Expand the Instrumentation settings block and set performanceCountersEnabled to true. Save the settings, so they will be written to your .config file. If you restart your application after saving, and then try to add a performance counter again, you will see that your process is added to the list of instances and that you’re able to add the counters.

 

Updating the .config file manually:

I can imagine that if you’re in the situation that you don’t have the configuration tool available to adjust your .config file (Like me on the production environment) you want to insert these settings manually. Below I will show you how and where to enter these settings in your config file to make this work.
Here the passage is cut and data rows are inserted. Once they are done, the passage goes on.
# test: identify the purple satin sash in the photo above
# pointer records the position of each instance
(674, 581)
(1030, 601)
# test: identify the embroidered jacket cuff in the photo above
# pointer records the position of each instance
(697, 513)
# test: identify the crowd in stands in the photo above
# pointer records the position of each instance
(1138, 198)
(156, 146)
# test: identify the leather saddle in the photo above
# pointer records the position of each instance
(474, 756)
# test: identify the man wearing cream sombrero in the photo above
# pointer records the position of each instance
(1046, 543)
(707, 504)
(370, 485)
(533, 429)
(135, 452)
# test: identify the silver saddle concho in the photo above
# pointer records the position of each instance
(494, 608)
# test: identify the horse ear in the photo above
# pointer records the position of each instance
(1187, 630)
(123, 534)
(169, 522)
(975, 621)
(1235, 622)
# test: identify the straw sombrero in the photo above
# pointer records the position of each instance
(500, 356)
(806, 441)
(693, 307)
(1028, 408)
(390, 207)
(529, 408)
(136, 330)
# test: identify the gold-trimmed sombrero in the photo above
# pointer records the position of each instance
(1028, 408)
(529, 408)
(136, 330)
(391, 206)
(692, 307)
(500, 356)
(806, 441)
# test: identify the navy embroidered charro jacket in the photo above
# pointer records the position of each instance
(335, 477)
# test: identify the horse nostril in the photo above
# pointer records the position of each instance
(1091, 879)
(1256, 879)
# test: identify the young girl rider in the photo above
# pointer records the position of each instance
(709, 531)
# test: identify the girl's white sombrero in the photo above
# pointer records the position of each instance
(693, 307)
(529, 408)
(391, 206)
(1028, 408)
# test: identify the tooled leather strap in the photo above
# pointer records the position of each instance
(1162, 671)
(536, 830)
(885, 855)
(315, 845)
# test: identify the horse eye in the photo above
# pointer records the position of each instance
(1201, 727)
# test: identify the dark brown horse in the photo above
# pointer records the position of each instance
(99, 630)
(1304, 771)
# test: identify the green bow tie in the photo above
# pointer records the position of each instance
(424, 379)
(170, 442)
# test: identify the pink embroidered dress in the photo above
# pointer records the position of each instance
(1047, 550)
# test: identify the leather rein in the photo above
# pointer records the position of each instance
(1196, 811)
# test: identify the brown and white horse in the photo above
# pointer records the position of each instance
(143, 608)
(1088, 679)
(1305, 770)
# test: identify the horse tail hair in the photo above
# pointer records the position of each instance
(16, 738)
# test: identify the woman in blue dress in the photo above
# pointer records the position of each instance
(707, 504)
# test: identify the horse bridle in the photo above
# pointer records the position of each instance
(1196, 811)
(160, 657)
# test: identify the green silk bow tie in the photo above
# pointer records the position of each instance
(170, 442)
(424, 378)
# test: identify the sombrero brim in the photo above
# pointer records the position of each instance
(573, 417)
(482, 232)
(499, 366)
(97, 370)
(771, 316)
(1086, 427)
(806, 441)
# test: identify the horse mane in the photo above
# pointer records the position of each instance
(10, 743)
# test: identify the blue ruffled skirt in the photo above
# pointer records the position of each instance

The first step will be to open your .config file in your favorite (or the available) editor.

Now we have to add two parts to the config file. First one is the reference to EntLib to make sure the compiler knows what you mean when you say that you would like to enable the performance counters.

We do that by adding a new ConfigSection. Within this configsection we add a section where we reference the EntLib 5.0 resources like below.

1 <configSections> 2 <section name="instrumentationConfiguration" 3 type="Microsoft.Practices.EnterpriseLibrary.Common.Instrumentation.Configuration.InstrumentationConfigurationSection, 4 Microsoft.Practices.EnterpriseLibrary.Common, Version=5.0.414.0, Culture=neutral, PublicKeyToken=31bf3856ad364e35" 5 requirePermission="true" /> 6 </configSections>

The second part is setting the performance counters to enabled, which can be done with below code:

1 <instrumentationConfiguration performanceCountersEnabled="true" />

That is it! Pretty easy as you know how and where to configure it.